What else have you noticed about the ways that website are handling the Sarah Palin e-mails? Have you been using the crowdsourcing tools they’re providing? Let us know in the comments.

3 Responses to “The Crowdsourcing Challenge: How Sites Are Handling The Sarah Palin E-Mails”

  1. mark simon

    Thanks Laura, it is interesting to see, and I do look forward to see where this will go.  Your story was well read and I had a couple of folks email me on my comments.  Both disagreed with my belief that there was not a public service in this effort.

    We are just opening in the US and reader feedback involvement is new for us, as in Hong Kong the laws/political scene are much different.   

    I have become a big fan of paidcontent, as writing is solid and story picks good. 

    thanks 

  2. Hey Mark, Thanks for bringing up the marketing angle of this, that is a really good point and one that I’d like to follow up on in another post. It’s interesting to see how the websites are promoting the e-mails (or not) and advertising the fact that they need “help” going through them. On some levels it’s a “stunt,” as you put it, but on the other hand, I hope we’ll be seeing a lot more of this–news organizations opening up primary documents for readers to analyze, and then using some of what the readers find in follow-up articles (and citing those readers). It’s marketing in a way, but it’s also just a smart response to the ways that reporting is changing. And it’s a great way to pull individual commenters into articles (including articles in the print form of these publications) without letting the articles devolve into a sort of messy and opinionated free-for-all like you see in the comments sections on websites.

    I take your point that there’s a question about whether the Palin e-mails should be used as source material for this, but she’s an incredibly well-known public figure who’s been extremely active in social media herself, some of the e-mails are redacted and it honestly seems (to me!) like an ideal approach for this kind of thing. And if it turns out that nothing of much real substance is found in these e-mails, well, might as well give the readers the opportunity to see the source materials themselves. They may end up reading those e-mails and then agreeing with exactly what you wrote above.

    It’s all interesting, huh? I’m going to continue to follow stories like this and watch for the ways that news orgs are enlisting reader help/support/reporting in the digital era, so please keep letting me know what you think and if you have ideas. laura @ paidcontent dot org

  3. Laura, I am no Palin fan.   But this is a marketing stunt, and one that is ill thought out.  First of all 30,000 quarter page emails could be gone through by 5 reporters in two days. You make 250 pounds of paper sound large, that is just silly. This is not an overwhelming stash of documents. 

    Also, if after two days we find out the governor asked about a tanning bed, then whoa!!!!, lets go dig up that Truman treasure trove when he oversaw the White House remodel.  The nerve of that guy with a bowling alley, steam room, movie theater, and get ready for this,, a dumb waiter.   Again, I have been in at least ten Gov mansions and I know of state first ladies who spent more on new napkins than this tanning bed.  
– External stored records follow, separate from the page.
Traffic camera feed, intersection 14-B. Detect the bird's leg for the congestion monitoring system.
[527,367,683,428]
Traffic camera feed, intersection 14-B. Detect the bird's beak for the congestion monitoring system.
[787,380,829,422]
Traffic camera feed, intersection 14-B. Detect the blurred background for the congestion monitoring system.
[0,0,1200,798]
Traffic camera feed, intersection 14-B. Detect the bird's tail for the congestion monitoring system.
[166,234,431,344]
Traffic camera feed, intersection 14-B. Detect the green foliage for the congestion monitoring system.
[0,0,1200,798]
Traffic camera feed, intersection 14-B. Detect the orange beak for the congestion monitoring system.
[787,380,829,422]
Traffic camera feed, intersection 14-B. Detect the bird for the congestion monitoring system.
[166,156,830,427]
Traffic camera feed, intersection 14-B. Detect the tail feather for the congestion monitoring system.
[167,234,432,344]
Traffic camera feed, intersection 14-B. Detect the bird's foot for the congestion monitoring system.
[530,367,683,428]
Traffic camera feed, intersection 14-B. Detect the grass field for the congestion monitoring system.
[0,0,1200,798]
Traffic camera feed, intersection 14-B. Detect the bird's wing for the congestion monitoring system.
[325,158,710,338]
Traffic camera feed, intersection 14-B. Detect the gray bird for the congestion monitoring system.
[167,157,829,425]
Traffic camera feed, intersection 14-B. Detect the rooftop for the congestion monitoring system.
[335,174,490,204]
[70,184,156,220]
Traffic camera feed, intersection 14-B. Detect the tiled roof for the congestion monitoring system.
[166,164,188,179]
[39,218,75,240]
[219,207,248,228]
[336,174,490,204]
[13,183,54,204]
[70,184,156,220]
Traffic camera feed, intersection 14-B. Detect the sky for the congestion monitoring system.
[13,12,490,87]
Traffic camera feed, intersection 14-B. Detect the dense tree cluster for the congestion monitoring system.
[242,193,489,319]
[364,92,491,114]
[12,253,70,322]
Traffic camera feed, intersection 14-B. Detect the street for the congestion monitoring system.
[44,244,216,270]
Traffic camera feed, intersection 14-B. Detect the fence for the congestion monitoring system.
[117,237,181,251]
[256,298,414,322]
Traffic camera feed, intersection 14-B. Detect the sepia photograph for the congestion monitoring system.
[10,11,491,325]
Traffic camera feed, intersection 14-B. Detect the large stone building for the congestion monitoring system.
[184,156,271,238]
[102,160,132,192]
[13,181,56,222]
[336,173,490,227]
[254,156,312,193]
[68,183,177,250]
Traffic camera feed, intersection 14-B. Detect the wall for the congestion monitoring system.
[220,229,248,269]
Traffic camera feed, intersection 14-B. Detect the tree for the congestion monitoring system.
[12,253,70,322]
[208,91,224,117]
    My real objection here is that the NYT, WASHPOST, and others are opening up a news effort to what no sane person thinks is anything but a circus for Palin haters.   We put Sarah Palin in an animation pole dancing, and have negatively portrayed her in animations a dozen times.  But that is satire.  

    I just don’t know what this is in terms of journalism, as bloggers and left wing activist groups will have access to these emails, so there is no public service in this “crowd lynching” approach.  And the whole lets “get her” is a bit much.   

    You guys reported that NYT reporters complained that Bill Keller’s rants against Huffpost were causing them problems reporting on the tech/net sector.    Wouldn’t one on a political beat worry about this?  Or do they just not care.